Possibly the largest deposit of early Cambrian remains found to date, the fossils surfaced on a routine survey Robert Gaines and others were conducting of the larger area surrounding the Burgess Shale, currently recognized as one of the world’s largest Cambrian deposits. It was part of an expedition spearheaded by the Royal Ontario Museum.
Gaines, the chair of the geology department at Ponoma College in California, says that although the Royal Ontario Museum-led expedition was initiated in 2008, it wasn’t until 2012 that they discovered the new deposit while they were working about 42 kilometres southeast of the original Burgess Shale discovery. Gaines says they were doing some routine scouting when they suddenly became confused by the rocks along a slope. Members of the team started picking up Cambrian fossils one by one, including several that immediately appeared to be new species or creatures found only on the other side of the planet in China.
“There was a lot of whooping, shouting and exclamation,” says Gaines. “This isn’t something you imagine is still out there.”

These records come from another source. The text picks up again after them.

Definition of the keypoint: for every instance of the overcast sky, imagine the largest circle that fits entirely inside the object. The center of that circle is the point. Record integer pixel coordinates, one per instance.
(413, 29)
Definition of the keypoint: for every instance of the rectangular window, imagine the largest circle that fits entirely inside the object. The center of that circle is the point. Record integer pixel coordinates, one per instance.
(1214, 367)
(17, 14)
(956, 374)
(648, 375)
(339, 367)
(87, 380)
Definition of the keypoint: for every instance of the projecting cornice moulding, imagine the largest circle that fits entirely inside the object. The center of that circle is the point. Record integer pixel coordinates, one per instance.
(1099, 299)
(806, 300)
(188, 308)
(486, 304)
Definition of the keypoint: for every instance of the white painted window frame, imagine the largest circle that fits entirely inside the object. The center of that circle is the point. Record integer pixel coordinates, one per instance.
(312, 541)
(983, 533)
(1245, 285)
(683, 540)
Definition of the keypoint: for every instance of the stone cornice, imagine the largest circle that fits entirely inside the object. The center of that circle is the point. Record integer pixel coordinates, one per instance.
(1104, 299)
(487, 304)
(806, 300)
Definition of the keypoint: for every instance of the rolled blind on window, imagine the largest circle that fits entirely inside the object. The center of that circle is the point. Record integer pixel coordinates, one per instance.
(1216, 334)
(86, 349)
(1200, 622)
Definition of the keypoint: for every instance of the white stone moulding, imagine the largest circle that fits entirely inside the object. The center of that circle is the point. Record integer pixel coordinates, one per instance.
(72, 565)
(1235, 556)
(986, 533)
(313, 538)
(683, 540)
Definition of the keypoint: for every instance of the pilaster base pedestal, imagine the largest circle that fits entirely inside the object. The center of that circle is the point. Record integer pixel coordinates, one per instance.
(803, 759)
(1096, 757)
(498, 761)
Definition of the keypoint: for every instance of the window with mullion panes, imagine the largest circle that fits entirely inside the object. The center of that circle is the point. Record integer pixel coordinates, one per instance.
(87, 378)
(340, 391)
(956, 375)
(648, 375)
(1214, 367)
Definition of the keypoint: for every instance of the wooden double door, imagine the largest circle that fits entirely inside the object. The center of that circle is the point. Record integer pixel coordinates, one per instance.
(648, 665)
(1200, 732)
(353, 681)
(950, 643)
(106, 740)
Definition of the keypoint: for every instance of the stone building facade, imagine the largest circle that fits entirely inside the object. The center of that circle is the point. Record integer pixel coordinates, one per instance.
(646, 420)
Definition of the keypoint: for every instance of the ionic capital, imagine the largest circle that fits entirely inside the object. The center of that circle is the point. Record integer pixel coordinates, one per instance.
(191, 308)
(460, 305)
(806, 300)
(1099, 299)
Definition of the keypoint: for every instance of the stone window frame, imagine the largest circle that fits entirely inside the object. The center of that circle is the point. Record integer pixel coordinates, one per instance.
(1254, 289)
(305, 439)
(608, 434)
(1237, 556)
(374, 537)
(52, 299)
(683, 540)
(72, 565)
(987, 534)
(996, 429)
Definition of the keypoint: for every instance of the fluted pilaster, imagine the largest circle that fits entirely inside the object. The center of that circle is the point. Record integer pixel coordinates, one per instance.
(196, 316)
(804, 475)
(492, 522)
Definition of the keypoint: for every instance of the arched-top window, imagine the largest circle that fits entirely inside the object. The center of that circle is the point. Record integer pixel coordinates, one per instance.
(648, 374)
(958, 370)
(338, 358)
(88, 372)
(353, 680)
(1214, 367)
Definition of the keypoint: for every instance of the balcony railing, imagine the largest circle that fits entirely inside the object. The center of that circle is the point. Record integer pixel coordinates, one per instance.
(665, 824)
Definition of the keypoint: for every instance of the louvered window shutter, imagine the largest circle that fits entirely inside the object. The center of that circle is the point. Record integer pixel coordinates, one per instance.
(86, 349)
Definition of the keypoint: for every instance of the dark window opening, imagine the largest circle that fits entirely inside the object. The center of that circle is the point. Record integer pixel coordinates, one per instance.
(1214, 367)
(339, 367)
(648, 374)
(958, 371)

Molaria, a soft-bodied arthropod from the new Burgess Shale locality at Marble Canyon. (Photo: Jean-Bernard Caron/ROM)
The new discovery is probably 100,000 to 200,000 years younger than the original Burgess discovery — not enough to mark huge differences in evolution. “It may have provided differences in species communities, the animals living on the seafloor. But it’s still all about 505 million years old,” he says.
The Cambrian explosion was the first major animal era of the planet. “There was no life on land at this point,” he says.
But the fossils are important because Gaines says they tell us the structure of the animal tree at its very basic roots. The original Burgess quarry isn’t really open to further excavation, and Gaines says it’s not likely that new species will appear out of it.
A lot of the fossils are arthropods, but they have also found some problematic specimens. “They represent dead-end lineages that didn’t go on to form new groups.” Gaines says most of the major animal groups alive today began to form in this period. Some of the fossils even look similar to species alive today.
They’ve also been able to find some of the missing links between animal groups like arthropods and worms, animals that were alive at the time.
So far, the team has uncovered around 3,000 specimens representing 55 distinct species in the new deposit, at least 12 of which are new to science. The original Burgess site has resulted in approximately 200,000 between the ROM, the Smithsonian Institute, and the Geological Survey of Canada. Gaines says the team will be submitting an application to UNESCO to extend the World Heritage area to include the new discovery.